= Archive of Czech Television =

Archive in Prague, Brno, and Ostrava

Archive and program funds of the Czech Television (Archiv a programové fondy České televize; abbreviation APF) is a specialized archive of the Czech Television. Organizationally, it is divided into three separate departments in Prague, Brno and Ostrava.

==History==
The beginnings of the archive of Czech Television can be dated to the time of the start of trial public television broadcasting in 1953, but the storage of records, documents and materials did not expand until 1959 after the independence of television from Czechoslovak Radio. The Department of Archives and Documentation was established in Czechoslovak Television in 1962, and only in April 1965 was the archive established as an independent organizational unit. Although the main seat of the archive was the Town Hall in Prague, the depositories were almost all over the country and the archives were often not properly stored.

In 1968, the management of archives was methodically separated from the management of the materials of the television program fund. In 1971, the two departments merged again. A big advantage for the archive was the construction of the new building of the Czech Television on the Kavčí hory.

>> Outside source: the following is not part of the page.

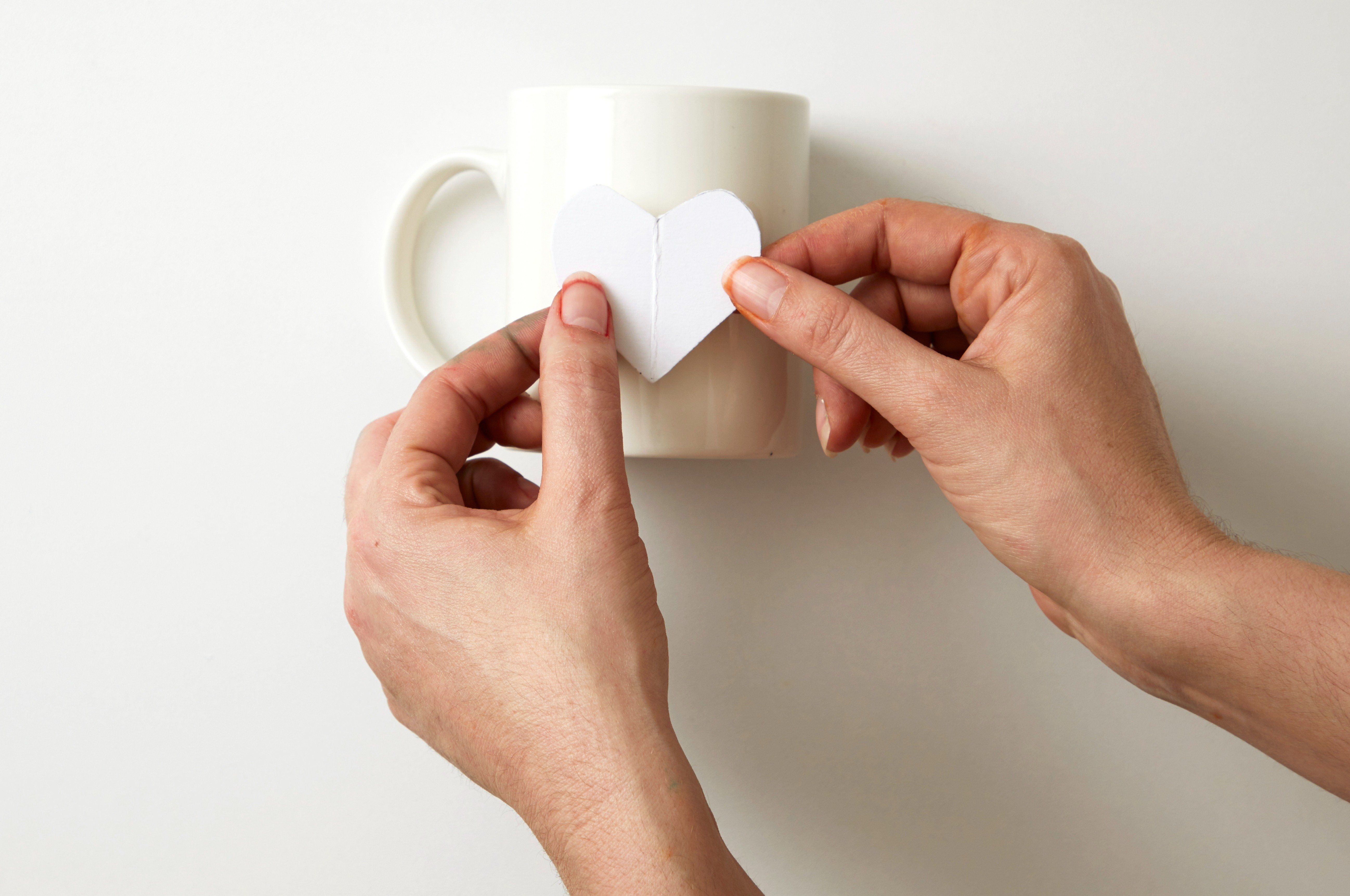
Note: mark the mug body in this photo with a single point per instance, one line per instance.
(738, 393)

During 1997 Central European flood, part of the archive in Ostrava was damaged and the materials were transported to the Kavčí hory. According to Act 499/2004 Coll. the archive of the Czech Television is included among the specialized archives. Since 2013, the archive has been subordinated to the Department of Economics and Operations.

==Function==
APF currently primarily manages all audiovisual recordings, including their technical preparation and distribution to recording, editing, digitizing and broadcasting workplaces. At the same time, it documents part of older audiovisual programs and recordings and sound images, and receives and catalogs documents. On a daily basis, he cooperates with creative staffs in the selection of archival samples, conducts professional research and creates a methodology for records and searches in databases. One of the main activities of the APF in recent years is the preparation and implementation of procedures for digital archiving and work with digital archive materials in the Czech Republic and the systematic digitization of historical funds.